En un conocido libro titulado Diplomacia, cuyo autor es Henry Kissinger, se defiende la tesis de que la política exterior norteamericana se ha basado siempre en la defensa de la democracia en el mundo, mientras que los europeos habríamos estado dominados en nuestras respectivas relaciones internacionales por los principios del equilibrio de poder y de la razón de Estado. Y no deja de ser cierto que dichos principios han regido las relaciones entre los Estados europeos hasta la creación de la Comunidad Europea del Carbón y del Acero en 1951. Pero lo que no puede aceptarse es que EE UU haya sido o sea el paladín de la democracia en el mundo. Lo cierto es que Estados Unidos apoyó en América una sucesión de dictadores, como Somoza, Pinochet, o los coroneles argentinos. Y en Europa fue la tabla de salvación de Franco. Y sin tener que ir atrás en la historia, en la actualidad mantienen relaciones muy cordiales con Arabia Saudí, una de las dictaduras más crueles del mundo, que según parece ha estado financiando el terrorismo islamista.

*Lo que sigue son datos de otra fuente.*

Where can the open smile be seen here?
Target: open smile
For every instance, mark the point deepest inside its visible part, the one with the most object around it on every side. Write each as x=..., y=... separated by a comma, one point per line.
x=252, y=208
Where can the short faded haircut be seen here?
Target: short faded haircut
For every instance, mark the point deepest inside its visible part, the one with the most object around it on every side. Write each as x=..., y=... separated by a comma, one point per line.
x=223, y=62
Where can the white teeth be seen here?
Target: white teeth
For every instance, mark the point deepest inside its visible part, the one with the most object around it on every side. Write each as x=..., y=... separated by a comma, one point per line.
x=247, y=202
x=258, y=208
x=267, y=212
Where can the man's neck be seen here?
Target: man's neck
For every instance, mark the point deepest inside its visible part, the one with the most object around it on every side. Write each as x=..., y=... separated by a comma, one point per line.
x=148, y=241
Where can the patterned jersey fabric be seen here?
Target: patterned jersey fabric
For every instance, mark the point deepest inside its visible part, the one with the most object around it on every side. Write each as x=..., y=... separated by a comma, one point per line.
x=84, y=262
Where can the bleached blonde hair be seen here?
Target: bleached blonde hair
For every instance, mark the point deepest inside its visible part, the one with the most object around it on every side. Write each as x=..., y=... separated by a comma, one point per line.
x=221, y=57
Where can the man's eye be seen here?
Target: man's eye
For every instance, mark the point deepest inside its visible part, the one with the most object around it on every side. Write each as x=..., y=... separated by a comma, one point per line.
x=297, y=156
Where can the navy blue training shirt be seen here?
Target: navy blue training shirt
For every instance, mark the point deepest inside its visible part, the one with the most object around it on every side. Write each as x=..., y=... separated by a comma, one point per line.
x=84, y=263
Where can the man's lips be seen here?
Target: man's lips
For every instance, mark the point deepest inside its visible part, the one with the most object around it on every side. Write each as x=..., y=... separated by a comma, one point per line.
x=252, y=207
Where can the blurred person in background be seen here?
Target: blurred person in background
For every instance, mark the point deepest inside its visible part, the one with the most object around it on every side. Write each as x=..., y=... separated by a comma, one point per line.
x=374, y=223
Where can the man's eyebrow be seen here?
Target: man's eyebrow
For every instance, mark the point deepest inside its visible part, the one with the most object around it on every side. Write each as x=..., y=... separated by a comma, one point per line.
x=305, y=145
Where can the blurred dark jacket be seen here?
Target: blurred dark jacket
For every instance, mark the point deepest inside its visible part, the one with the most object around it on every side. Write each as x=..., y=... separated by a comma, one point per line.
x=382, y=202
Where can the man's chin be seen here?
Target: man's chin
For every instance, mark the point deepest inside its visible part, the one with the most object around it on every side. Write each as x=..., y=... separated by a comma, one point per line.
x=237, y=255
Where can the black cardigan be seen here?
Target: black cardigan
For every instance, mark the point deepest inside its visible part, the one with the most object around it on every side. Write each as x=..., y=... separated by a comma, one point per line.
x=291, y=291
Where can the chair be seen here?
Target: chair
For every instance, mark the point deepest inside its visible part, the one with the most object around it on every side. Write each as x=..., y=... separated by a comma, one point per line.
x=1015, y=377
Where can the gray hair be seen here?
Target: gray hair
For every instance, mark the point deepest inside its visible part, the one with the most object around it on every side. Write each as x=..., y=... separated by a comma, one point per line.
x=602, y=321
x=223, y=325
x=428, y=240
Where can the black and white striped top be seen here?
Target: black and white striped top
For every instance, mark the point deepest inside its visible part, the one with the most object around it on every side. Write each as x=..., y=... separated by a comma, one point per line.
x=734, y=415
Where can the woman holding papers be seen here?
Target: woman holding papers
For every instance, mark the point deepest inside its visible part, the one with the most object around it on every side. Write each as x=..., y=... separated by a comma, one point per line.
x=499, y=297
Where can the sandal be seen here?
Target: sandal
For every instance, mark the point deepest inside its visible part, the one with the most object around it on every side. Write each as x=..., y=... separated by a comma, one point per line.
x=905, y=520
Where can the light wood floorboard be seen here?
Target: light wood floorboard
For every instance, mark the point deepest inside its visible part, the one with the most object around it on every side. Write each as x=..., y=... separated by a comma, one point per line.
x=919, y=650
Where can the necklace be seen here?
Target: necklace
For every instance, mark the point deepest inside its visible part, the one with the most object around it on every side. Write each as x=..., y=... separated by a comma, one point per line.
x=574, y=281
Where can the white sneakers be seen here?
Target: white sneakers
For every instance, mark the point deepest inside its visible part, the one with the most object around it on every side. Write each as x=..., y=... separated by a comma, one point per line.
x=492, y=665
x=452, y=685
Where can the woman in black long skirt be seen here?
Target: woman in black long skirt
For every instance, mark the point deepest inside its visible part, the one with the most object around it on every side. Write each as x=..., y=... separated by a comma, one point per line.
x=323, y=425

La política exterior de Washington no se fundamenta en la defensa de la democracia, sino en la defensa de sus intereses geoestratégicos, como explicó con lucidez el economista norteamericano J. K. Galbraith. Sin embargo, los norteamericanos controlan el relato que ha impermeabilizado a la población norteamericana, que no duda un ápice de que su misión histórica es la de defender la democracia en el mundo, lo que harían de un modo generoso, a diferencia de los europeos, siempre guiados por el interés nacional. Y mientras los norteamericanos controlen el relato seguirán dominando el mundo.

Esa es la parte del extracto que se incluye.